In a previous post, we saw that disgraced LA Clippers owner Donald Sterling is an example of how rich individuals and interests use
charitable contributions to
buy political allies and good publicity.
The Orange County Register notes that the US Justice Department sued Sterling in 2006 over bias in his apartment buildings:
An interesting sidelight of that case was Sterling’s sudden public announcement that he intended to build a $50 million, multi-story homeless shelter on Skid Row.

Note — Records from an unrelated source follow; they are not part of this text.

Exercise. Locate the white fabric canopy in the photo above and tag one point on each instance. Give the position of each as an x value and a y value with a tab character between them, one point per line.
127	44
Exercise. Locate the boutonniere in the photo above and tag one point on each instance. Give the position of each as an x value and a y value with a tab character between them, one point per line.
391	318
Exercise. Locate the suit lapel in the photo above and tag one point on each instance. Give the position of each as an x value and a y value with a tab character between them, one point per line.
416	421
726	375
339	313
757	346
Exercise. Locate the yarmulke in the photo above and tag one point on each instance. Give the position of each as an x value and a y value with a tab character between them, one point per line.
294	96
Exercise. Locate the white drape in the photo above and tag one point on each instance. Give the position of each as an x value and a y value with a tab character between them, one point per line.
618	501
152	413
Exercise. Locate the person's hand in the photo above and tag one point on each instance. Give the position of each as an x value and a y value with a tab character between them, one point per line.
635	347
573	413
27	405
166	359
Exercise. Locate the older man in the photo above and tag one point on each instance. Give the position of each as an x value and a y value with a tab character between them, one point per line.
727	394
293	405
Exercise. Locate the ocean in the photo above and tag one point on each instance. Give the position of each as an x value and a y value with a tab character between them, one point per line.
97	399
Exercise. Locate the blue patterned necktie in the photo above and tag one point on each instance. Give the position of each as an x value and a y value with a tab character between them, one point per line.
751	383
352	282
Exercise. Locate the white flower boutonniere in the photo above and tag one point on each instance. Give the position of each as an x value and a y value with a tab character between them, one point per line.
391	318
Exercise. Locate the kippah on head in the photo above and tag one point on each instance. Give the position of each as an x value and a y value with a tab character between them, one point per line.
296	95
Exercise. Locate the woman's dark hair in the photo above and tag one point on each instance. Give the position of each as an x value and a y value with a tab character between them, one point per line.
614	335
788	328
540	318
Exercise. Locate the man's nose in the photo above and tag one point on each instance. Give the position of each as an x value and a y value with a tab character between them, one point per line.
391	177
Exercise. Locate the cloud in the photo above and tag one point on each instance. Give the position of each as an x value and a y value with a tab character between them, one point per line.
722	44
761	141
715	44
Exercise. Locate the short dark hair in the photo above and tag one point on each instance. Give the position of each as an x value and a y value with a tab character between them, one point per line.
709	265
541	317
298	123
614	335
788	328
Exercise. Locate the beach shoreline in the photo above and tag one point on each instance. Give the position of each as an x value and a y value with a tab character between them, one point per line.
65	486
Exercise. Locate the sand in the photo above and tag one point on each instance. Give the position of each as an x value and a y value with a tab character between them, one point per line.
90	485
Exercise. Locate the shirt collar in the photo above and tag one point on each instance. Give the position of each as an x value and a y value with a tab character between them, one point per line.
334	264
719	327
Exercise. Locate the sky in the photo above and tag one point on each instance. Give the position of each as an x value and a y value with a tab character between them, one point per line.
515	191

To Alice Callaghan, who has spent more than 30 years working with the homeless in Los Angeles’ inner core, the full-page newspaper ads that Sterling began running, touting the project, were a naked attempt to make himself look concerned for the downtrodden in anticipation of being slammed by the Justice Department.
The first ad appeared only three months before the Justice Department filed its case, Callaghan said.
“He had to know (government officials) were investigating him and about to file charges on him,” said Callaghan, who runs a community center named Las Familias Del Pueblo on Skid Row. “I don’t think he ever intended to build that shelter. I couldn’t imagine it was remotely going to happen – and it didn’t.”
Eight years later, no progress has been made. Exceptionally large homeless shelters are a bad idea, anyway, because they become dangerous for the people who live in them, Callaghan said. She likened Sterling’s concept to “a big poor house.”
“People he refused to rent to in his other buildings, he was going to send them over there?” she said.